In the studies that included a control group of patients, knee ROM results were in favour of the intervention groups (MD = 10–15°; Table 6). Morri et al.’s [33] control group had a higher MSTS score than the intervention group (MD = -5%). Zhang et al.’s [37] subject compliance with the exercise program was higher in the intervention group than the control group (MD = 30%).

Table 6 Effectiveness per outcome measure for studies that included a control group, and certainty of evidence (GRADE)

Twelve months after the balance training, Morri et al.’s [33] intervention group scored significantly better on the 10mWT (median (IQR): 1.48 (0.5) m/s) than the control group (median (IQR): 1.26 (0.6) m/s; P = 0.022). The intervention group’s centre of mass speed was significantly slower (median (IQR): 4.8 (2.5) mm/s) than the control group’s (median (IQR): 9.3 (5.2) mm/s; P = 0.005). No other significant differences were found between groups twelve months postoperatively.

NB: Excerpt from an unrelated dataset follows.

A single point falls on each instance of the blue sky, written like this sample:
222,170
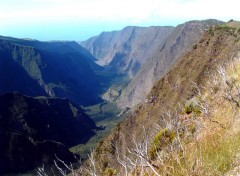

In the pre- and postoperative physical therapy intervention, Zhang et al. [37] found that the mean knee flexion ROM in the intervention group was significantly greater than the control group at two weeks and three and six months postoperatively (81.2 ± 1.8° vs. 59.3 ± 6.6°, P < 0.01; 90.7 ± 7.6° vs. 70.3 ± 6.5°, P < 0.05; 95.4 ± 6.2° vs. 71.0 ± 4.3°, P < 0.05, respectively). The intervention group’s HSS knee score was significantly higher at each follow-up point (72.4 ± 7.7 vs. 34.6 ± 6.5, P < 0.01; 80.6 ± 6.6 vs. 50.4 ± 6.1, P < 0.01; 87.7 ± 8.3 vs. 71.0 ± 4.3, P < 0.05, respectively). Complete compliance was significantly higher in the intervention group (n = 25, 83.3%) than in the control group (n = 16, 53.3%; P < 0.05). Last, the number of patients with grade-A wound healing was significantly higher in the intervention group (n = 22, 73.3%) than the control group (n = 17, 56.7%; P < 0.05) seven, but not fourteen days postoperatively (n = 27, 90% vs. n = 26, 86.7%; P > 0.05).

GRADE

All studies conducted functional exercise interventions. These studies’ quality of evidence was very low for knee ROM, MSTS, and compliance. As the majority of studies was non-randomised, the starting point of the evidence was low quality for each outcome according to the GRADE framework [30]. Lack of blinding, inconsistent length of follow-up, varying exercises between studies, and small sample sizes increased the risk of bias, inconsistency, and imprecision. Quality was therefore downgraded for every outcome. Since downgrading very low is impossible and upgrading was not applicable, the eventual quality of evidence for all three outcomes was very low (Table 6).

Discussion

This systematic review assessed the therapeutic validity of exercise interventions after lower LSS for bone cancer from the literature, and the exercise interventions’ effectiveness. It was found that therapeutic validity of exercise interventions in this specific population was insufficient. Also, the certainty of evidence was considered very low even though all but one study were considered of at least adequate methodological quality. No clear evidence was found for the effectiveness of the included exercise interventions after lower LSS for bone cancer due to heterogeneity in characteristics of exercise and control interventions, lengths of follow-up, and study methods, including outcome measures.

Therapeutic validity

Our finding that exercise interventions after lower LSS have insufficient therapeutic validity is comparable with interventions in related patient populations. For interventions following primary joint replacement, Wijnen et al. [14] found one out of twenty interventions to be therapeutically valid, whereas Hoogeboom et al. [21] found none in twelve. In the current review, one reason for the low validity scores was that none of the assessed interventions satisfied the item about personalisation and contextualisation of the exercise to the individual participants. The item is fulfilled if the goals of exercising not only match the patient’s bodily functions and structures, activities, and participation levels but also their personal and environmental factors [21]. These requirements are based on the ICF model, which underlines the importance of environmental factors such as personality traits and the presence or absence of social support, given their major role in patients’ well-being and recovery [18, 38]. Also, just one of the interventions reported on the therapist and setting in which therapy is provided, while it is known that both therapist selection and therapeutic setting influence treatment effects [39]. As there is great variation in patients’ individual functional levels and contextual factors, individualised exercise yields better outcomes than generalised exercise training and should be strived for [40]. This may be especially true in a vulnerable and heterogeneous patient group such as bone cancer survivors after lower LSS.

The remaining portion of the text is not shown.